As the United States grapples with the shootings that occurred last week in Atlanta and the rise in violence against Asian Americans that has followed since the start of the COVID-19 pandemic, Boston University has issued a number of responses.
The shootings, which many speculate were racially motivated, occurred Tuesday at three massage parlors in Atlanta. Robert Aaron Long, a 21-year-old white man, killed eight people: Delaina Ashley Yaun, Paul Andre Michels, Xiaojie Tan, Daoyou Feng, Soon Chung Park, Hyun Jung Grant, Suncha Kim and Yong Ae Yue. Six of the victims were Asian women.
BU President Robert Brown issued a University-wide response Thursday in a letter to the community.
“While it is premature to draw conclusions,” Brown wrote, “we are nonetheless horrified at the loss of life and deeply concerned that we may have witnessed another crime driven by hate. We condemn acts of violence and we condemn acts of violence motivated by prejudice.”
Apart from Brown’s letter to the BU community, several deans from different BU colleges have also released their own individualized statements.
BU spokesperson Colin Riley said the BU administration does not mandate responses from individual colleges in the wake of significant events. Rather, it is up to each dean to decide whether they should issue a message and what actions should be taken for their community.
“Deans oversee their schools, and some things rise to their attention,” Riley said. “In this case, feel it’s appropriate to either echo what the University has said, or put out something specific to their school or college.”
College of Communication Dean Mariette DiChristina sent an email to her college Thursday as well.
In her letter, DiChristina condemned the violence in Atlanta and listed a number of initial responses COM is taking to “support change.”
“To some extent, we are always having conversations about how to improve diversity, equity, inclusion at the college,” DiChristina said. “But when there’s a particular moment in time, that work acquires a special focus.”
One of the actionable steps DiChristina mentioned in her email is setting up an open space for students to discuss what occurred in Atlanta and other difficult topics during the next “Cheers and a Chat with the Dean” session March 31.
A virtual panel discussion relating to issues faced by Asian people in the communications field is also in the works, and a set of resources from the Asian American Journalists Association has been shared with COM faculty.
Another step DiChristina outlined was a “college-wide curriculum refresh,” she wrote in the email.
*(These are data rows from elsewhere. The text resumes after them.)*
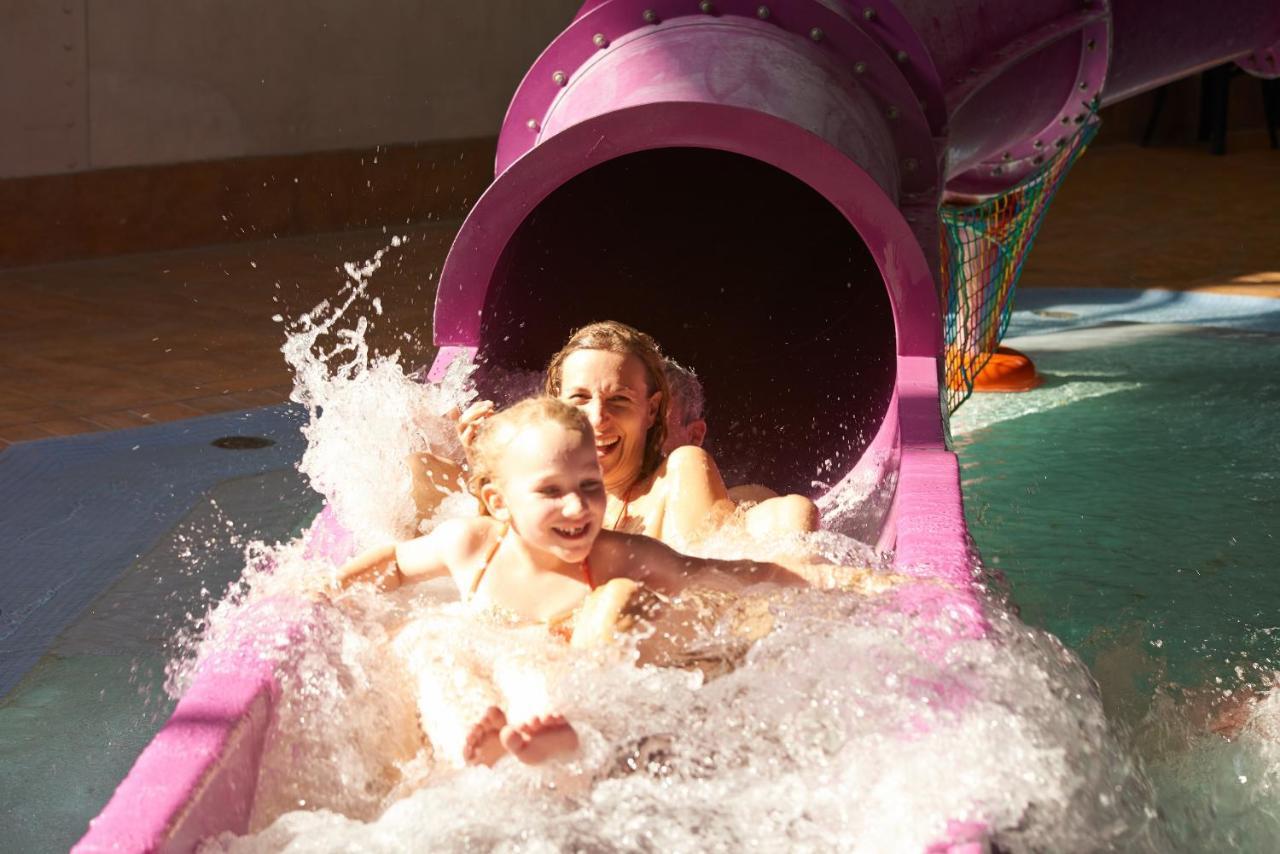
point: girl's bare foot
(540, 739)
(484, 741)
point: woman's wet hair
(688, 397)
(497, 432)
(616, 337)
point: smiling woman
(615, 373)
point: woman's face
(613, 391)
(549, 489)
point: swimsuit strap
(622, 514)
(484, 567)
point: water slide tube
(757, 185)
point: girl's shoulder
(461, 538)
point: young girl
(539, 555)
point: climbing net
(983, 250)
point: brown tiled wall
(118, 211)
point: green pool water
(1133, 506)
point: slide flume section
(755, 185)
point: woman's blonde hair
(616, 337)
(499, 430)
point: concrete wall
(100, 83)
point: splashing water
(835, 731)
(375, 415)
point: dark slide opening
(740, 272)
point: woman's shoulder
(617, 551)
(684, 461)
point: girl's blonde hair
(616, 337)
(497, 432)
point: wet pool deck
(147, 338)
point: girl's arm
(416, 560)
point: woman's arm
(666, 570)
(696, 499)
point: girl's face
(613, 391)
(549, 489)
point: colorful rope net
(983, 250)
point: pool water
(1133, 505)
(72, 727)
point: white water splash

While she said the school hasn’t been “too noisy about it yet,” COM has been working toward the refresh since DiChristina became dean a year and a half ago.
“It’s our ambition that within the next couple of years,” she said, “we will have given ourselves the right prompts and the right conversations to see at what level do we need to adjust the curriculum across the college.”
Prior to issuing her statement, DiChristina said she shared her letter with COM Student Government and COM DIRECT — which has recently changed their name from COM Diversity Equity Inclusion Student Group — to see if they had any suggestions to make it more effective.
COM junior Mira Dhakal currently serves as the president of COM DIRECT. She said her organization works with COM DEI’s faculty committee and helps provide a student perspective to larger conversations within COM.
In curating COM’s response last week, Dhakal said DiChristina was “super receptive” to the suggestions she made and enacted the changes prior to sending out her letter.
“When stepping into this role, I wasn’t sure how much freedom I was going to have to be able to actually enact meaningful changes,” Dhakal said. “I was just really pleasantly surprised but also excited about how open the dean and the rest of the faculty group has been to student feedback.”
Other colleges at BU also released independent statements in response to the attacks, including the College of General Studies and College of Arts and Sciences.
CGS Dean Natalie McKnight released an emailed statement Friday denouncing, “all acts of racial violence and exclusion.”
She also announced an upcoming CGS town hall Tuesday for her community to discuss the attacks in Atlanta and related issues.
CAS Dean Stan Sclaroff also released an emailed statement Thursday, which cited a study from the Center for the Study of Hate and Extremism at California State University, San Bernardino that found anti-Asian hate crimes have risen 149% in the past year.
In regard to what individuals can do in times such as these, DiChristina said in an interview she hopes students feel encouraged to participate in creating the society “we want to see.”
“We all play an important role in creating the world we want to see,” DiChristina said, “and that has to do with what we say, and it also has to do with what we do.”